Stefan Grand Prix is backed by Serbian engineering firm AMCO and headed by one Zoran Stefanovic, who, like N.Technology, filed an official complaint over the FIA's selection process for new teams. His suit was rejected, but Stefanovic remained determined. The departure of Toyota from the scene and the availability of its assets – including its 2010 car design and the all-important entry slot for next year's championship – may prove to be his way in. The deal could involve Toyota sticking around to supply engines for the next few years, and Kamui Kobayashi could be part of the package, operating from the current facility in Cologne, Germany, until the move to Serbia could be completed.

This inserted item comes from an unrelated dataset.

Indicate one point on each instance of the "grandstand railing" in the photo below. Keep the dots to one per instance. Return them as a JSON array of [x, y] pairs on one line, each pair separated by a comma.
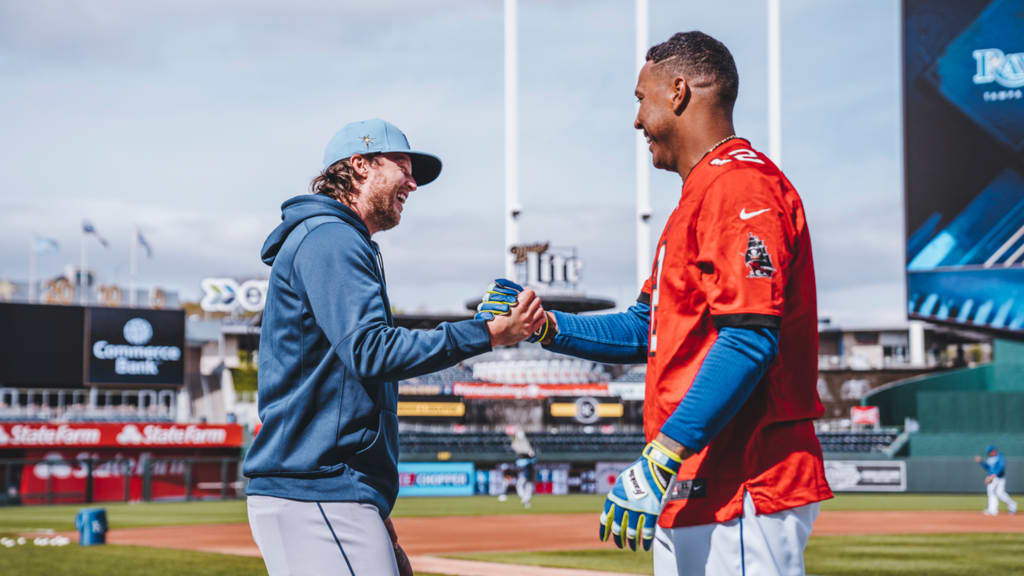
[[75, 481], [88, 404]]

For its part, Toyota is likely trying to find a way to get around its commitments under the Concorde Agreement to remain in the series, the failure of which to honor could cost Toyota hundreds of millions in fines. Meanwhile if Stefan Grand Prix manages to pull it off, they'll have successfully circumnavigated the allegedly flawed selection process and secured their spot on the grid. Stefanovic denies the prospect of his outfit simply stepping in to Toyota's place, but confirmed that negotiations are under way.
Meanwhile Sauber – which just reacquired itself from BMW in the wake of the failed Qadbak deal – was hoping Toyota would default on its agreement, thereby giving them the green light. If the Stefan deal goes through, Sauber could be locked out, unless the powers-that-be opt to let them in as an unprecedented 14th entry.